A police official said thousands of personnel were deployed around the court and in suburban Bangkok to maintain order.

About two dozen supporters chanted “Pick the pen, kill the dictator! Pick the pen, kill the dictator!”

“I feel sorry that Thai Raksa Chart Party is dissolved and the party executives are banned because they are a young generation who could change the nation,” supporter Napassorn Boonlee told reporters at the court house in Bangkok. “Never mind, we will vote for pro-democracy parties Chat Thai, Pheu Chart, we don’t accept a dictator.”

Past anti-Thaksin rulings

The same court toppled Thaksin, in 2006, and his younger sister, Yingluck Shinawatra, in 2014, from the prime minister’s office and disbanded two other political parties linked to the Shinawatra dynasty, Agence France-Presse reported.

Through Thursday’s action the Thai Constitutional Court had now “dissolved three pro-Thaksin parties and ousted three pro-Thaksin governments – with two more ousted by coups,” Jonathan Head, the Southeast Asia correspondent for BBC News who is based in Bangkok, said via Twitter.

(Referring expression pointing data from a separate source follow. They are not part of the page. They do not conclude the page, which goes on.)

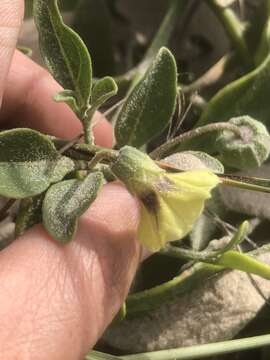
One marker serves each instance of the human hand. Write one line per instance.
(57, 300)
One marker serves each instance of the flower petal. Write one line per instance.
(178, 209)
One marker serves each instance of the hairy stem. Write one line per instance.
(163, 149)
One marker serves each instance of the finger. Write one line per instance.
(28, 102)
(57, 300)
(11, 15)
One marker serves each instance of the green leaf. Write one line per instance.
(64, 52)
(96, 355)
(65, 202)
(103, 90)
(245, 96)
(151, 104)
(29, 163)
(93, 21)
(68, 97)
(190, 160)
(238, 261)
(264, 44)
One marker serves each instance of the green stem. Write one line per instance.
(180, 253)
(87, 126)
(234, 28)
(161, 38)
(211, 76)
(194, 276)
(150, 299)
(246, 183)
(164, 33)
(110, 155)
(162, 150)
(206, 350)
(6, 208)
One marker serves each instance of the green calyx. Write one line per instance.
(133, 167)
(247, 152)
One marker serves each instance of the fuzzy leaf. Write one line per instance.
(65, 202)
(245, 96)
(29, 163)
(237, 261)
(103, 90)
(63, 51)
(68, 97)
(151, 104)
(191, 160)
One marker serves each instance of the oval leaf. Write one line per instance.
(65, 202)
(63, 51)
(151, 104)
(103, 90)
(245, 96)
(29, 163)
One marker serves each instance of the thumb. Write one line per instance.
(57, 300)
(11, 15)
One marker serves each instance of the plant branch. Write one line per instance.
(234, 28)
(163, 149)
(206, 350)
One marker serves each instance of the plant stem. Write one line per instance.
(206, 350)
(110, 155)
(161, 38)
(150, 299)
(164, 33)
(180, 253)
(246, 183)
(234, 29)
(87, 126)
(169, 145)
(5, 208)
(211, 76)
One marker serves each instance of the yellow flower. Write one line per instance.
(170, 202)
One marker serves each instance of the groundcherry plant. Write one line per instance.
(55, 181)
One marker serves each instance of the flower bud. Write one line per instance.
(247, 152)
(170, 202)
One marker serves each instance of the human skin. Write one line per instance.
(57, 300)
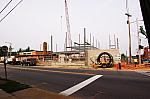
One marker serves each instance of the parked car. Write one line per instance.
(146, 61)
(29, 62)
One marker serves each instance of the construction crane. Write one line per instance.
(68, 25)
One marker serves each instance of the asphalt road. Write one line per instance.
(112, 84)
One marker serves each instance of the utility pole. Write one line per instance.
(90, 41)
(109, 42)
(10, 48)
(84, 39)
(56, 47)
(128, 22)
(79, 44)
(51, 43)
(93, 42)
(115, 41)
(139, 51)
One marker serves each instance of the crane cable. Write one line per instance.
(6, 6)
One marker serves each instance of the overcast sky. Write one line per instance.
(33, 21)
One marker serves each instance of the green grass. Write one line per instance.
(12, 86)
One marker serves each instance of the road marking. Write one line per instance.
(55, 71)
(79, 86)
(144, 72)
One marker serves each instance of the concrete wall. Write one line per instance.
(93, 54)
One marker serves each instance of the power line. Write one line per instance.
(6, 6)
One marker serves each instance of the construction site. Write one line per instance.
(87, 53)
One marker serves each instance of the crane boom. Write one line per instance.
(68, 24)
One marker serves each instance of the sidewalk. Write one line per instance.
(32, 93)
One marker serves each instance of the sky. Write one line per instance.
(33, 22)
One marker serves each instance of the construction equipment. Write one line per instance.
(104, 60)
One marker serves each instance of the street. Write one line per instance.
(109, 84)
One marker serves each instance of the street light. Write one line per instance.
(10, 48)
(128, 22)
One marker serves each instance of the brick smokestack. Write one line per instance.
(44, 48)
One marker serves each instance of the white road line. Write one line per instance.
(79, 86)
(144, 72)
(54, 71)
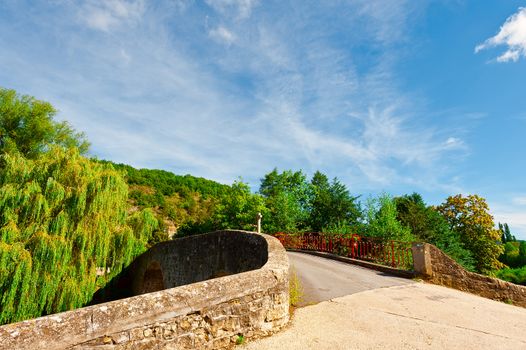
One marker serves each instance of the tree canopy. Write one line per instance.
(27, 126)
(62, 219)
(470, 217)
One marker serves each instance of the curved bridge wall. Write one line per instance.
(220, 286)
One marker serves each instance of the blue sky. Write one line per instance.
(395, 96)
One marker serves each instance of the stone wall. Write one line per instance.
(209, 314)
(436, 267)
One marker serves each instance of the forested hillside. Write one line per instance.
(69, 223)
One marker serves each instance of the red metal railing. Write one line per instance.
(386, 252)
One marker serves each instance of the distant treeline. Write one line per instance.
(64, 217)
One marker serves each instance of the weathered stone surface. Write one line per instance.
(438, 268)
(210, 314)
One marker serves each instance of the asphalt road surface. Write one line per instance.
(323, 279)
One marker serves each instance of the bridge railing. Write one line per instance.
(392, 253)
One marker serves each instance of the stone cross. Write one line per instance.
(259, 217)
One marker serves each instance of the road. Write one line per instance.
(392, 314)
(323, 279)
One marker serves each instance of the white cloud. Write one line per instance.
(519, 200)
(515, 218)
(242, 8)
(454, 143)
(159, 95)
(223, 35)
(105, 15)
(513, 35)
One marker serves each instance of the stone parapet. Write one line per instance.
(436, 267)
(209, 314)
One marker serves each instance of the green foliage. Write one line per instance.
(469, 216)
(517, 275)
(428, 225)
(331, 205)
(514, 254)
(287, 198)
(239, 209)
(62, 218)
(381, 220)
(27, 126)
(184, 204)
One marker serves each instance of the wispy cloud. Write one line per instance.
(513, 35)
(204, 90)
(222, 34)
(242, 9)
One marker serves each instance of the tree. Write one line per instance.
(331, 204)
(27, 126)
(63, 218)
(381, 220)
(239, 209)
(428, 225)
(470, 217)
(286, 196)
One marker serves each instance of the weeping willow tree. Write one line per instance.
(63, 219)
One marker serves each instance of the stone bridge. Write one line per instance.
(209, 291)
(198, 292)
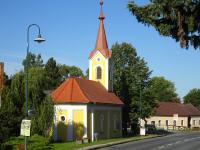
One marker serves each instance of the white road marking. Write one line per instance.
(177, 142)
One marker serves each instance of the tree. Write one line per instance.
(52, 74)
(43, 119)
(193, 97)
(34, 60)
(174, 18)
(131, 76)
(163, 90)
(87, 74)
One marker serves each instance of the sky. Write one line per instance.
(70, 28)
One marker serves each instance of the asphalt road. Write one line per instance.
(178, 141)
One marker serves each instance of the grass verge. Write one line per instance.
(37, 142)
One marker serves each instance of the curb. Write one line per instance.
(116, 143)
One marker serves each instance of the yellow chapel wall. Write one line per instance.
(103, 63)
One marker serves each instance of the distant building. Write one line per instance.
(88, 108)
(171, 115)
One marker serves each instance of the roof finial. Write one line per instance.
(101, 17)
(101, 3)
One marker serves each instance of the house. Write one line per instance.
(170, 115)
(88, 108)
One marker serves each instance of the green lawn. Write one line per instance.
(40, 143)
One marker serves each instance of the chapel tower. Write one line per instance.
(1, 75)
(100, 62)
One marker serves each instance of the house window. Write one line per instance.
(167, 122)
(98, 59)
(99, 73)
(153, 122)
(101, 123)
(194, 122)
(62, 118)
(181, 122)
(174, 123)
(159, 123)
(116, 123)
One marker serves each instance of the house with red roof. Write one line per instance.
(88, 108)
(170, 115)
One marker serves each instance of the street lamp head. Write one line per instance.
(39, 39)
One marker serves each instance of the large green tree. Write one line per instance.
(52, 74)
(131, 81)
(163, 90)
(178, 19)
(193, 97)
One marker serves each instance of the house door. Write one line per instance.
(78, 124)
(70, 136)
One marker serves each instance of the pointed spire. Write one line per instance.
(101, 42)
(101, 17)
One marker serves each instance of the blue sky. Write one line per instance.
(70, 29)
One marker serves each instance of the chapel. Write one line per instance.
(88, 108)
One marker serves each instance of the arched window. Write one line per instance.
(101, 122)
(99, 72)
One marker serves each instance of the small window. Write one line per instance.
(174, 123)
(159, 123)
(99, 72)
(181, 122)
(101, 123)
(116, 123)
(62, 118)
(194, 122)
(167, 122)
(98, 59)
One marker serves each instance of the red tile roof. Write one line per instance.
(78, 90)
(170, 108)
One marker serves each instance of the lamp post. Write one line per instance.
(39, 39)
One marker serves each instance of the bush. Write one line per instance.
(34, 142)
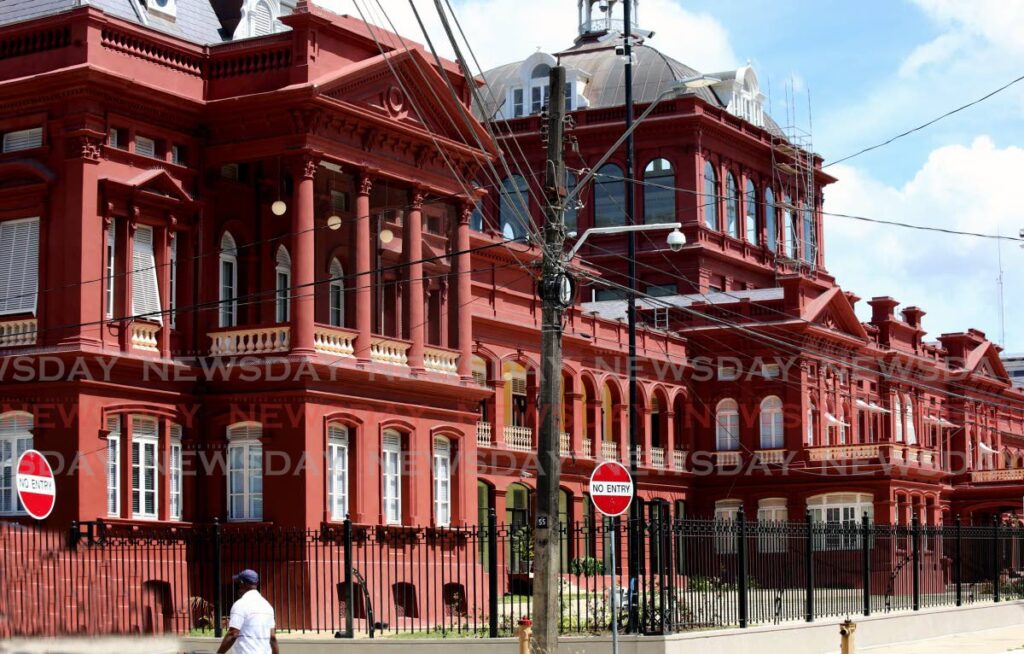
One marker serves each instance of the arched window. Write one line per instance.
(15, 439)
(337, 294)
(609, 197)
(911, 433)
(261, 19)
(513, 207)
(790, 225)
(391, 476)
(771, 221)
(245, 472)
(442, 482)
(898, 419)
(751, 205)
(658, 198)
(337, 480)
(283, 285)
(710, 198)
(771, 423)
(732, 206)
(727, 426)
(228, 281)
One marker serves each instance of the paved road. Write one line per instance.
(1009, 639)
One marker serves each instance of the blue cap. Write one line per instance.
(247, 576)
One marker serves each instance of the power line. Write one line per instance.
(925, 125)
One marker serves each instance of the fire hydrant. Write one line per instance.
(525, 634)
(846, 630)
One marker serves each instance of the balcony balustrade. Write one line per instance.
(334, 341)
(143, 337)
(16, 333)
(440, 360)
(252, 341)
(519, 438)
(483, 436)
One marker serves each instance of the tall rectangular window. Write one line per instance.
(144, 292)
(18, 265)
(391, 482)
(174, 468)
(114, 466)
(111, 267)
(245, 472)
(337, 489)
(442, 482)
(144, 444)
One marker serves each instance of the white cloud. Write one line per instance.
(965, 187)
(505, 31)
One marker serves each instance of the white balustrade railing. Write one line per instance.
(657, 456)
(389, 351)
(334, 341)
(519, 438)
(609, 450)
(483, 436)
(438, 360)
(255, 341)
(143, 336)
(14, 333)
(678, 460)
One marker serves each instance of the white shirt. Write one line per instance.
(253, 617)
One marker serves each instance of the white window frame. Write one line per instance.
(144, 442)
(442, 482)
(283, 286)
(772, 423)
(176, 477)
(391, 477)
(15, 438)
(18, 265)
(144, 286)
(337, 490)
(111, 286)
(244, 438)
(114, 466)
(727, 426)
(336, 295)
(227, 293)
(17, 140)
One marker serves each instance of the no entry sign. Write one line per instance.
(611, 488)
(35, 484)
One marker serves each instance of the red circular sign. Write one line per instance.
(35, 484)
(611, 488)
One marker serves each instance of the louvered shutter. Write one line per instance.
(23, 139)
(144, 292)
(18, 266)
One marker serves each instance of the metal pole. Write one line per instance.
(547, 532)
(631, 253)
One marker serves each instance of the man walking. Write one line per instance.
(251, 627)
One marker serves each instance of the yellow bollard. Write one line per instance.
(846, 630)
(525, 634)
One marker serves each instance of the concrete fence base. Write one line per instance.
(793, 638)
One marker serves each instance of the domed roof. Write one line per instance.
(596, 63)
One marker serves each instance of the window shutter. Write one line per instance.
(23, 139)
(145, 294)
(18, 266)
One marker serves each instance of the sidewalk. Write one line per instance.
(1010, 639)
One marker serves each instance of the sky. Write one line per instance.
(862, 72)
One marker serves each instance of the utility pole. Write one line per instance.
(633, 530)
(556, 292)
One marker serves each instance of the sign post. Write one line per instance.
(611, 492)
(36, 487)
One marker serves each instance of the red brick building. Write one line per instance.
(261, 270)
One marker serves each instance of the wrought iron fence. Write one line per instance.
(477, 581)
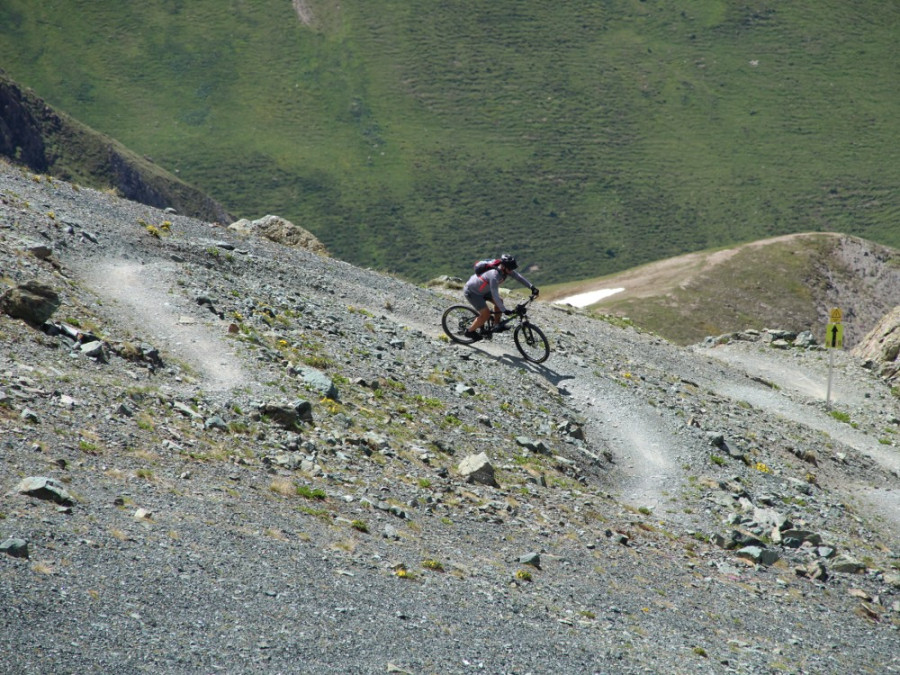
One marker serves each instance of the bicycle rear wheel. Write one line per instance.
(456, 322)
(530, 341)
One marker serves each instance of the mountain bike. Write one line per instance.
(529, 339)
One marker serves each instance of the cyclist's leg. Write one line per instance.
(478, 302)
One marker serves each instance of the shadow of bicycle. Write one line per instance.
(552, 376)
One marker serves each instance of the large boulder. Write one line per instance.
(280, 231)
(881, 347)
(478, 469)
(34, 301)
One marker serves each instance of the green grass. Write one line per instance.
(416, 136)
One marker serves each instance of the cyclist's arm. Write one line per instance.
(494, 278)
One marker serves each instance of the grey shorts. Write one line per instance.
(477, 300)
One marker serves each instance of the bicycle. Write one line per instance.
(529, 339)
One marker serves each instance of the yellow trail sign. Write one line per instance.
(834, 336)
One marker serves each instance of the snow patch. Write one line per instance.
(586, 299)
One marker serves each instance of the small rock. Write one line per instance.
(478, 469)
(17, 548)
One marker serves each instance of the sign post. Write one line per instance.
(834, 339)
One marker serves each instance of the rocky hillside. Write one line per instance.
(222, 453)
(792, 281)
(50, 142)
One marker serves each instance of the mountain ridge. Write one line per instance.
(587, 139)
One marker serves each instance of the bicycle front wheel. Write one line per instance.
(530, 341)
(456, 322)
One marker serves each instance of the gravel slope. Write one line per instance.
(205, 536)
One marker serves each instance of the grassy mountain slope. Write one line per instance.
(48, 142)
(412, 136)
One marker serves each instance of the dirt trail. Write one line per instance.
(800, 387)
(167, 317)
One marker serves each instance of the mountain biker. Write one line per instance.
(485, 287)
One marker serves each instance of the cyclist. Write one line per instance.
(485, 287)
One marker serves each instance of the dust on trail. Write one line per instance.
(163, 318)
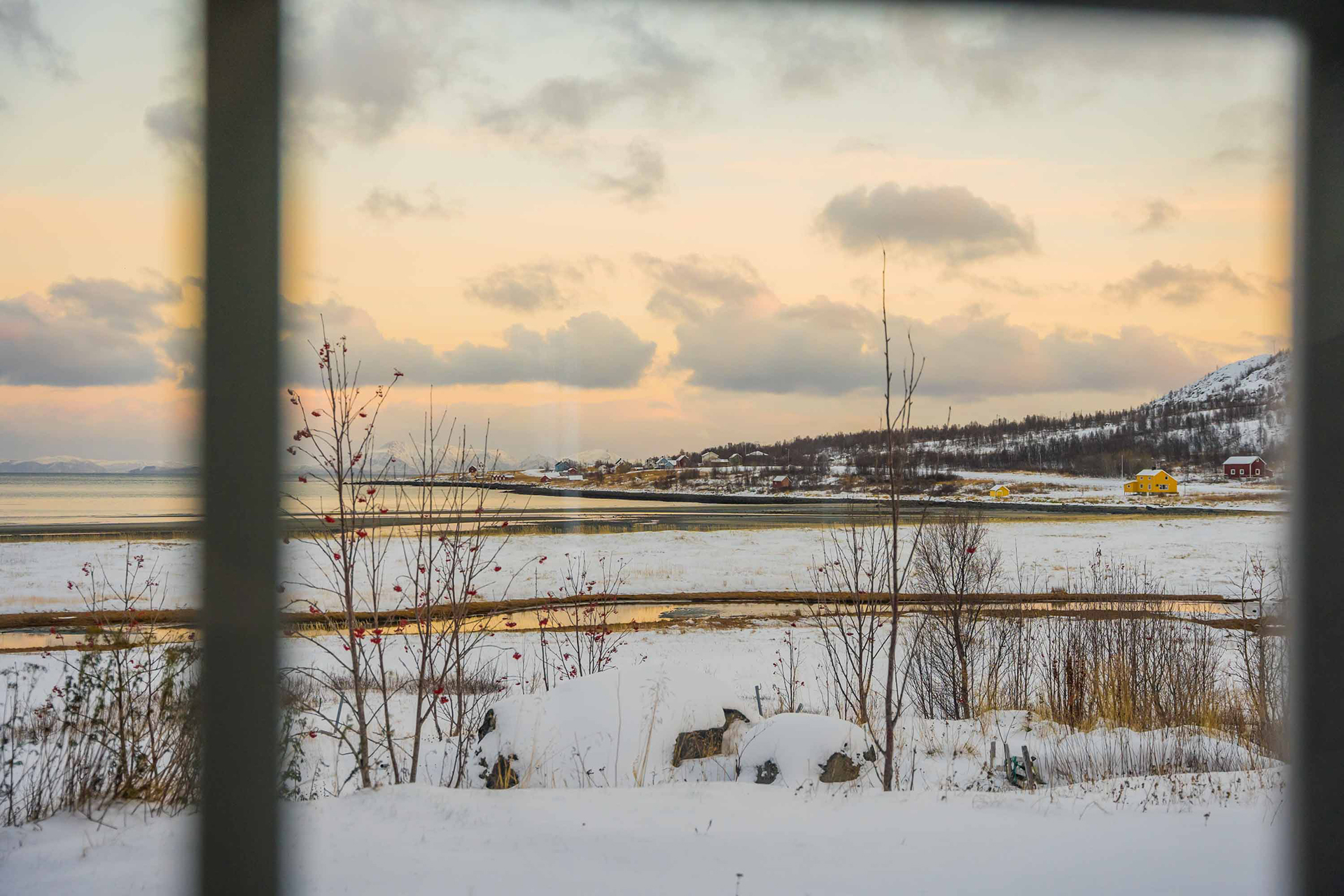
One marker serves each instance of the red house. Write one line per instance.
(1245, 466)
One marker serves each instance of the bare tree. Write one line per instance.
(848, 580)
(895, 431)
(955, 660)
(336, 438)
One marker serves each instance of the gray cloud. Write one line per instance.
(1254, 132)
(1175, 284)
(948, 222)
(1009, 57)
(85, 332)
(651, 71)
(588, 351)
(390, 204)
(831, 348)
(672, 307)
(366, 67)
(647, 178)
(717, 279)
(1158, 214)
(813, 50)
(26, 39)
(178, 124)
(527, 288)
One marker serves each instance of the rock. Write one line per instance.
(839, 769)
(502, 777)
(794, 750)
(705, 743)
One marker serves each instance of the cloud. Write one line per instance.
(704, 277)
(647, 178)
(179, 125)
(671, 305)
(815, 51)
(26, 39)
(946, 222)
(359, 70)
(387, 204)
(1008, 58)
(1177, 285)
(1254, 132)
(651, 71)
(824, 347)
(527, 288)
(85, 332)
(1158, 214)
(588, 351)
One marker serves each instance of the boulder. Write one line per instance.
(622, 727)
(797, 748)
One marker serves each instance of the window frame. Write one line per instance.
(239, 814)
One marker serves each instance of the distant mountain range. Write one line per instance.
(65, 464)
(1238, 409)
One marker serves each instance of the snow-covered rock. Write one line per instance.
(799, 748)
(613, 729)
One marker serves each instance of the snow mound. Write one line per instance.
(616, 729)
(799, 748)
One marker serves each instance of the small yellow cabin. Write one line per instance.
(1152, 482)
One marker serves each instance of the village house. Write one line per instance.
(1245, 465)
(1152, 482)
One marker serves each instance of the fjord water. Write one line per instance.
(111, 498)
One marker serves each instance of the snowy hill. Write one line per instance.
(66, 464)
(1238, 409)
(1261, 378)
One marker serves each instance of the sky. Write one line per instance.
(647, 227)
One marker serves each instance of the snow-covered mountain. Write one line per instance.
(1261, 378)
(67, 464)
(537, 463)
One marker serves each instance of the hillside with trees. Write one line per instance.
(1238, 409)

“It’s worth remembering that the Constitutional Court is viewed as partisan by many Thais,” he said. “[N]o other political faction has been dealt with like this.”

Rights groups react

Human rights groups spoke out against the court’s ruling as well.

“This decision highlights the Thai authorities’ abuse of judicial powers to restrict the peaceful association and expression of the political opposition. This far-reaching measure raises strong concerns about the human rights to freedom of association and expression in the period leading to the elections,” Amnesty International’s (AI) Thailand campaigner, Katherine Gerson, said in a statement.

AI said Thailand has seen serious human rights violations during the last decade of political instability, including these last four years of military rule.

Human Rights Watch (HRW) said the court rushed its verdict.

“Thailand’s military junta and the Palang Pracharath Party it controls have used numerous dirty tricks to tilt the political playing field their way. Playing in their favor has been an election commission of Thailand composed of commissioners hand-picked by the junta who rushed to send this case to the Constitutional Court, which quickly obliged by issuing a highly questionable verdict that destroyed a major opposition political party,” HRW Asia Director Brad Adams said in a statement sent to BenarNews.

“The big losers today in the dissolution of Thai Raksa Chart Party are the Thai people and their hopes for a return to a rights-respecting democracy.”

Meanwhile, a political analyst said the decision proved positive for pro-democracy parties by increasing voter turnout.

“The dissolution of Thai Raksa Chart Party may catalyze supporters of Pheu Thai to vote because they were bullied,” Titipol Phakdeewanich, dean of the political science faculty at Ubon Ratchathani University, told BenarNews.

“But I don’t think the politic after this would see violence because everyone wants elections. Holding street protests will simply give a pretext to the military to delay the polls.”